Perhaps I will upgrade the pfd to one with more pockets at some stage... probably get the epirb at same time so I have got somewhere to put it.

Tight Lines!!!!


----------



## PeterJ (Aug 29, 2005)

That would blow your head off if it went off by accident. In the words of an Aussie great "Crikey" :shock:


----------



## DGax65 (Jun 7, 2006)

Matt

Everybody develops a certain comfort level for kayaking. This comfort level is a product of your experience, skill and the equipment that you carry. I've been kayak fishing for about four years now, but before that, I never really spent much time on/in the water (time on the aircraft carrier doesn't count).

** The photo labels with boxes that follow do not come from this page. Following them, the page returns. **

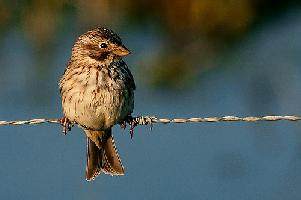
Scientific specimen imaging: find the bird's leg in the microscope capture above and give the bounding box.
[60,117,73,135]
[120,115,137,139]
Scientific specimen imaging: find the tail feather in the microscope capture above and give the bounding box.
[85,129,124,181]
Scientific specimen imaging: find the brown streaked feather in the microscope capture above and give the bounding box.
[85,129,124,181]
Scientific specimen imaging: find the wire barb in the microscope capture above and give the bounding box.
[0,115,301,127]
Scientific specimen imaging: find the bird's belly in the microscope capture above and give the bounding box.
[63,83,133,130]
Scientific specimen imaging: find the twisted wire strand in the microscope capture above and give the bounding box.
[0,115,301,126]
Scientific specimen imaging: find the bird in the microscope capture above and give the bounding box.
[59,27,136,181]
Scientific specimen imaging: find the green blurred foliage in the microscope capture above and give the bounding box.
[0,0,300,88]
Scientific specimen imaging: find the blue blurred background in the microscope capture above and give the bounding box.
[0,0,301,200]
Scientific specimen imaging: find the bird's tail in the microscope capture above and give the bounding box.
[85,129,124,181]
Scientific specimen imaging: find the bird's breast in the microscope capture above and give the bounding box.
[61,62,134,130]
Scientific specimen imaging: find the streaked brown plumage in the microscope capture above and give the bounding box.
[59,28,135,180]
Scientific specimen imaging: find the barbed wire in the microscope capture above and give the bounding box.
[0,115,301,126]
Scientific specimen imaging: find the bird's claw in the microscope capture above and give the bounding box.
[120,115,137,139]
[60,117,73,135]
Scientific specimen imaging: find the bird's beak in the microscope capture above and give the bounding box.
[113,45,131,56]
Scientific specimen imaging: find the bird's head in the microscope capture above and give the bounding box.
[72,28,130,61]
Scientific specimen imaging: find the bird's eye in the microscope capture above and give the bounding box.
[99,42,108,49]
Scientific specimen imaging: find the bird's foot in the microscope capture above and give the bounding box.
[60,117,73,135]
[120,115,137,139]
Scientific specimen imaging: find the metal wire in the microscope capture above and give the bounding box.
[0,115,301,125]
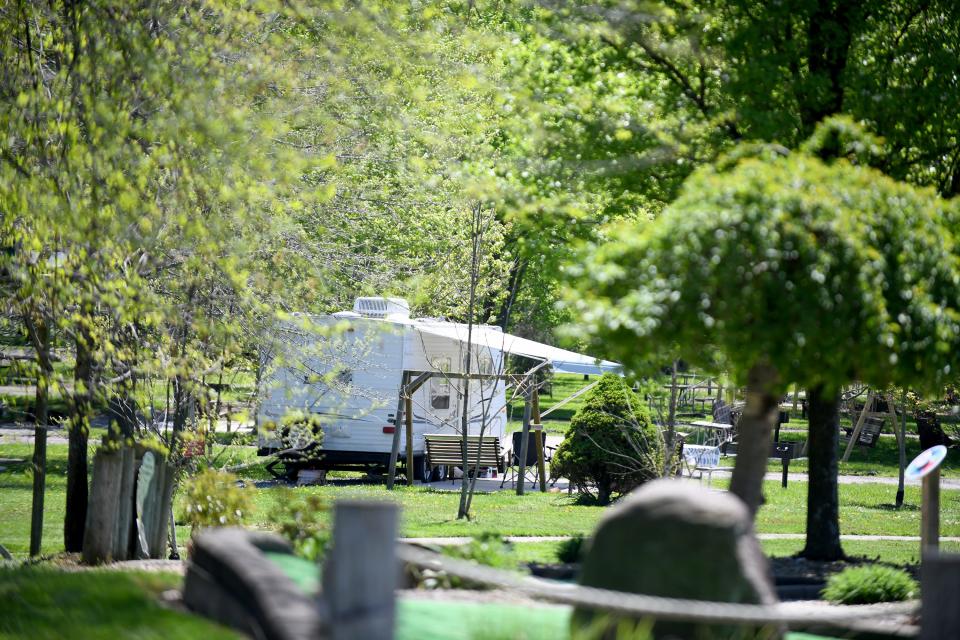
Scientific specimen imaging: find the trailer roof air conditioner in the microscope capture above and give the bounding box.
[353,298,410,318]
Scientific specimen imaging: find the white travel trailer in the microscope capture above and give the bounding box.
[257,298,619,479]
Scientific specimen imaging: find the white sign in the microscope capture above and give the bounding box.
[904,444,947,480]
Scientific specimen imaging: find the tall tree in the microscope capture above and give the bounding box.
[572,123,960,540]
[0,0,310,553]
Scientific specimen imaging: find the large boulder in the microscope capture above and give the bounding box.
[573,480,780,640]
[183,527,323,640]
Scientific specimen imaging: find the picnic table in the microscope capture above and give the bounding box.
[682,420,733,444]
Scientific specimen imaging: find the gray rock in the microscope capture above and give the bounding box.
[573,480,781,640]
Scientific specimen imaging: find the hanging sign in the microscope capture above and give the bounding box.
[904,444,947,480]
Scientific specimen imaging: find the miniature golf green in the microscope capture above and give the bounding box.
[264,553,826,640]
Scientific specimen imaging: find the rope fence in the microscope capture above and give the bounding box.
[397,543,920,627]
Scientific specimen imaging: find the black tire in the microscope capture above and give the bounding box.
[413,456,430,482]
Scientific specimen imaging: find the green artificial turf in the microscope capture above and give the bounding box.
[0,567,242,640]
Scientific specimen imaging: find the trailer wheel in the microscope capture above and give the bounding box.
[413,456,430,482]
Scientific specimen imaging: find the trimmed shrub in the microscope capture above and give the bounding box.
[268,487,330,561]
[184,469,253,533]
[821,564,920,604]
[557,535,585,564]
[550,373,664,504]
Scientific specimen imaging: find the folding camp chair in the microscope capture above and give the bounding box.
[500,431,557,488]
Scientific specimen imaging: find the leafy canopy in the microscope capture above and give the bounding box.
[572,124,960,388]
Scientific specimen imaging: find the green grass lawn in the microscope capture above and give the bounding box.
[752,425,960,478]
[0,567,243,640]
[513,540,960,566]
[0,444,960,556]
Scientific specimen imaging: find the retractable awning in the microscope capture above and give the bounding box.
[413,322,623,375]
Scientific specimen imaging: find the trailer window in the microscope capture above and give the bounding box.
[430,358,450,409]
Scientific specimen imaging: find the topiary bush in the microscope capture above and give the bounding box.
[557,535,585,564]
[821,564,920,604]
[184,469,253,535]
[267,487,331,561]
[550,373,664,504]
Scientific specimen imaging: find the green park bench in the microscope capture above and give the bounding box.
[423,433,506,478]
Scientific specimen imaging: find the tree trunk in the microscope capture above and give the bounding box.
[730,365,780,516]
[663,360,677,478]
[800,386,844,560]
[27,318,53,556]
[63,329,93,552]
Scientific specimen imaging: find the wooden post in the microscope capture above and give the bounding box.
[517,391,533,496]
[408,396,416,487]
[321,500,400,640]
[887,389,907,509]
[840,391,874,462]
[113,446,136,560]
[83,450,123,564]
[150,460,177,559]
[920,553,960,640]
[531,388,547,493]
[387,371,410,491]
[920,467,940,557]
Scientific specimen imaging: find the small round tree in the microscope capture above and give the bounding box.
[572,121,960,558]
[550,373,663,504]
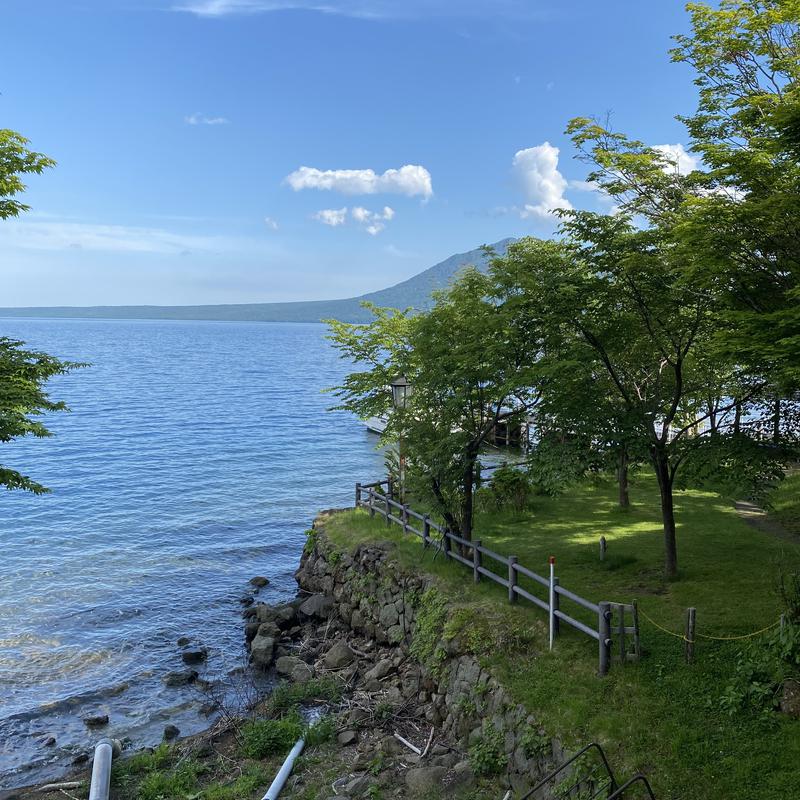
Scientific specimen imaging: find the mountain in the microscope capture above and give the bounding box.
[0,239,514,322]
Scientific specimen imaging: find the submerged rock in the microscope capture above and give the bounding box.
[164,725,180,741]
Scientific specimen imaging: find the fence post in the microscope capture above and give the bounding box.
[685,608,697,664]
[472,539,482,583]
[547,556,556,650]
[508,556,517,603]
[553,577,561,636]
[597,601,611,676]
[631,600,642,661]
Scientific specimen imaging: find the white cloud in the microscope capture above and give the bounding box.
[313,206,347,228]
[0,221,235,254]
[285,164,433,200]
[183,111,230,125]
[512,142,572,219]
[172,0,551,20]
[653,144,700,175]
[313,206,394,236]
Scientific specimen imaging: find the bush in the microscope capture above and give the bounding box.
[481,466,534,511]
[469,725,508,775]
[241,715,303,758]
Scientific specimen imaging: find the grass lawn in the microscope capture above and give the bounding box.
[770,471,800,537]
[326,475,800,800]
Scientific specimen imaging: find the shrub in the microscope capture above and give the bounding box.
[241,715,303,758]
[469,725,508,775]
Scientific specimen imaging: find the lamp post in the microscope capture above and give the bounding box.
[391,375,411,503]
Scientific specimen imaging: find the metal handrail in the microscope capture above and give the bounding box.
[520,742,620,800]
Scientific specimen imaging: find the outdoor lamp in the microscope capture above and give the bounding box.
[391,375,411,408]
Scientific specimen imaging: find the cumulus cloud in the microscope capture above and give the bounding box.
[653,144,700,175]
[512,142,572,219]
[313,206,394,236]
[183,111,230,125]
[285,164,433,200]
[172,0,550,20]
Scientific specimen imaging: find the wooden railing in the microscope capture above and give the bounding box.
[355,480,639,675]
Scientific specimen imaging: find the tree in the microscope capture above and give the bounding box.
[0,130,83,494]
[329,270,536,540]
[0,129,56,219]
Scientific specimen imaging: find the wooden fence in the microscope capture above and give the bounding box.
[355,480,640,675]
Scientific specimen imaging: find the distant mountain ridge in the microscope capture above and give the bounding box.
[0,238,515,322]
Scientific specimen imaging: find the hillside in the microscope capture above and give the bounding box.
[0,239,514,322]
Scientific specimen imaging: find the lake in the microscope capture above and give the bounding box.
[0,319,383,788]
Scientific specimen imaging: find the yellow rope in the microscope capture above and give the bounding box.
[639,607,781,644]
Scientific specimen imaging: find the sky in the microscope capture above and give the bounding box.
[0,0,696,306]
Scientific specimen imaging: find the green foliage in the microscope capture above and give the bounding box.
[520,725,551,758]
[410,588,448,675]
[0,129,56,220]
[720,624,800,719]
[303,528,317,556]
[240,714,303,759]
[303,714,336,747]
[481,465,534,511]
[469,725,508,775]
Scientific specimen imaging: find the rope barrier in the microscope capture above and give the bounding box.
[639,606,781,644]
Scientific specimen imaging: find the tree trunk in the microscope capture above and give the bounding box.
[652,445,678,580]
[772,396,781,444]
[617,445,631,508]
[461,454,477,542]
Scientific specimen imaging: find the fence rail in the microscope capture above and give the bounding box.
[355,480,639,675]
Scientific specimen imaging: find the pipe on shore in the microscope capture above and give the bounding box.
[89,739,121,800]
[260,739,306,800]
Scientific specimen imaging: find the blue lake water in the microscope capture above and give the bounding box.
[0,319,383,787]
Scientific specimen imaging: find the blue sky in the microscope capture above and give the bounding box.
[0,0,695,306]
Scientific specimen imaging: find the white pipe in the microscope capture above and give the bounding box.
[89,739,116,800]
[260,739,306,800]
[550,556,556,650]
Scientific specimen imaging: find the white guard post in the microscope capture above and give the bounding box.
[549,556,556,650]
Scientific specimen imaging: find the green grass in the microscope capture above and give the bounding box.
[326,475,800,800]
[770,472,800,536]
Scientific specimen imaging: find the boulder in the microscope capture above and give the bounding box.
[364,658,394,681]
[406,767,447,797]
[299,594,333,619]
[325,640,355,669]
[275,656,303,675]
[250,631,275,668]
[289,661,314,683]
[181,647,208,664]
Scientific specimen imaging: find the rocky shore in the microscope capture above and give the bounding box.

For this reason my level of confidence on the water is not as high as somebody who spent his whole life surfing or kayaking. I tend to gear up to compensate for the shortfall in experience. Some (many) might think that I am going overboard with the safety gear, but it gives me the confidence to go out and enjoy myself and concentrate on fishing. 
I agree that flares or radio would work well in most situations, but sometimes ocean/atmospheric conditions can make it difficult to signal other boats, even if they are relatively close. Flares might get attention at night, but they are very hard to localize. I like the idea of having my GPS coordinates being sent out with the distress beacon.


----------



## Mattdogger (Feb 2, 2006)

Douglas, where your personal safety is concerned there can never be too much gear/equipment. Kayak fishing is supposed to be a relaxing an enjoyable experience... so as you say being confident and comfortable are top priorities. Sorry if I sounded like I was bagging you for having too much gear. Just seemed like I really lack a lot of items re. safety!

Taken flare out of the zipper now. Don't know where to put it again besides on the yak...... Like peter said it probably would blow my head off or certainly light my smoke if it went off! :shock:

Just got some vouchers for my birthday so I will look at getting those mini flares that Aaron was looking at.

Top links there too, Douglas. 8)


----------



## Phoenix (Jan 12, 2006)

The safety gear I carry includes;
*On PFD*
* PFD
* Whistle
* Strobe (princeton tec eco-flare)
* Small waterproof torch (princeton tec Blast)
* EPIRB
* Light-sticks
* Plastic signalling Mirror
* Radio
* Knife
* Flare

*On Kayak*
* First Aid Kit
* Head Torch (Silva L1)


----------